It received at its release mild to downright bad reviews, including one from renowned movie critic Roger Ebert who reviewed it with three stars, saying “Martin Scorcese’s New York, New York never pulls itself together into a coherent whole, but if we forgive the movie its confusions we’re left with a good time. In other words: Abandon your expectations of an orderly plot, and you’ll end up humming the title song.”
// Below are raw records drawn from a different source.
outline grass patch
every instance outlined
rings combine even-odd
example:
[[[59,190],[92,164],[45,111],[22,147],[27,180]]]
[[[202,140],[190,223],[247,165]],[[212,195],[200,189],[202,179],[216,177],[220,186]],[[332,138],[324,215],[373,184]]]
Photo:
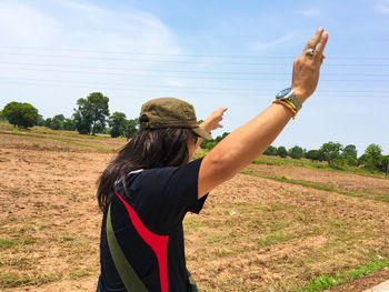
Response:
[[[17,273],[1,273],[0,274],[0,289],[17,288],[24,285],[41,285],[62,279],[59,274],[37,274],[30,276],[29,274],[17,274]]]
[[[8,249],[17,245],[26,245],[34,243],[34,239],[26,239],[26,240],[14,240],[14,239],[0,239],[0,249]]]
[[[77,141],[73,141],[73,140],[70,140],[70,139],[66,139],[66,138],[42,135],[42,134],[33,134],[33,133],[24,133],[24,132],[20,132],[18,130],[13,130],[13,132],[0,131],[0,133],[1,134],[16,134],[16,135],[22,135],[22,137],[28,137],[28,138],[39,138],[39,139],[54,140],[54,141],[60,141],[60,142],[64,142],[64,143],[80,145],[80,147],[89,147],[89,148],[93,148],[93,149],[101,150],[101,151],[118,151],[117,148],[98,147],[98,145],[88,144],[88,143],[83,143],[83,142],[77,142]]]
[[[194,222],[194,221],[191,221],[191,220],[183,221],[183,224],[187,225],[190,229],[193,229],[193,230],[197,230],[198,228],[201,228],[201,226],[205,225],[201,222]]]
[[[363,275],[371,274],[376,271],[389,266],[389,260],[373,259],[362,266],[357,266],[346,273],[337,273],[333,276],[323,274],[312,279],[303,289],[298,289],[296,292],[316,292],[330,289],[336,285],[345,284],[349,281],[359,279]]]
[[[288,240],[296,238],[295,233],[286,233],[286,234],[271,234],[266,236],[265,239],[259,240],[257,243],[261,246],[269,246],[272,244],[278,244]]]
[[[385,179],[385,173],[379,171],[368,171],[366,169],[360,169],[356,167],[348,167],[345,165],[341,169],[340,168],[331,168],[327,162],[320,162],[320,161],[311,161],[308,159],[291,159],[291,158],[280,158],[280,157],[271,157],[271,155],[260,155],[257,160],[252,161],[252,164],[266,164],[266,165],[293,165],[293,167],[302,167],[302,168],[309,168],[309,169],[322,169],[328,171],[337,171],[337,172],[347,172],[347,173],[355,173],[355,174],[361,174],[367,177],[373,177],[373,178],[381,178]]]
[[[78,280],[84,276],[90,275],[91,272],[89,270],[76,270],[70,273],[70,278],[73,280]]]
[[[318,184],[318,183],[312,183],[312,182],[308,182],[308,181],[292,180],[292,179],[288,179],[285,175],[282,175],[282,177],[266,175],[266,174],[261,174],[261,173],[255,172],[252,170],[243,170],[240,173],[249,174],[249,175],[253,175],[253,177],[259,177],[259,178],[262,178],[262,179],[270,179],[270,180],[280,181],[280,182],[299,184],[299,185],[303,185],[303,187],[307,187],[307,188],[312,188],[312,189],[322,190],[322,191],[327,191],[327,192],[345,194],[345,195],[349,195],[349,197],[359,197],[359,198],[372,199],[372,200],[376,200],[376,201],[389,202],[389,198],[388,197],[383,197],[383,195],[372,197],[372,195],[367,194],[367,193],[356,193],[356,192],[341,191],[341,190],[338,190],[338,189],[336,189],[336,188],[333,188],[331,185]]]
Robert De Niro hated the song
The writing team of Ebb and Kander also composed songs for other musicals, including Cabaret, Chicago and Liza With a Z. However, in writing the theme song for New York, New York, they met their match with actor De Niro, who disliked the initial version of the song and suggested they rework it, as composer Kander and lyricist Ebb told NPR in 2002.
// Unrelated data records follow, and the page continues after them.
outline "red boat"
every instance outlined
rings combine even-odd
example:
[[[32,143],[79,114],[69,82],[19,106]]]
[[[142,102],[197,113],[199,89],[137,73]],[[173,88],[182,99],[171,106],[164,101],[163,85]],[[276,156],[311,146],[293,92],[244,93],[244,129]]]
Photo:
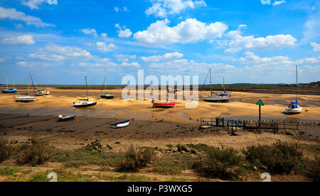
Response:
[[[166,103],[155,103],[152,100],[152,103],[154,104],[153,108],[170,108],[176,106],[176,103],[170,102],[169,100],[167,100]]]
The creative pair had brought the movie’s songs on tape to play them for the director, De Niro, and Minnelli. Everything was going great, so they thought, until they got to the title song.
“As we were wrapping ourselves in self-congratulations,” Kander recalled, “we saw De Niro sitting on a couch, gesture over to Marty Scorsese.”
Ebb interjected that, at this point, De Niro and Scorsese took “one of their famous Italian walks away from us. We knew they were, you know, dishing the song.”
Kander recalled that De Niro could be seen “gesturing a lot,” he said laughing. “And Marty was listening.” Eventually, the director and actor, according to the creative team, delivered the bad news that the song needed to be improved.
Insulted and angry, the pair rewrote it to the beloved version everyone is familiar with. In the end, the songwriters admitted that De Niro and Scorsese “were right. . . To our enormous benefit.”
The writers of the song disliked how Sinatra changed ‘New York, New York’
With the film a flop and their song seemingly relegated to invisibility in Hollywood history (it wasn’t even nominated for an Academy Award), Ebb and Kander moved on to other projects.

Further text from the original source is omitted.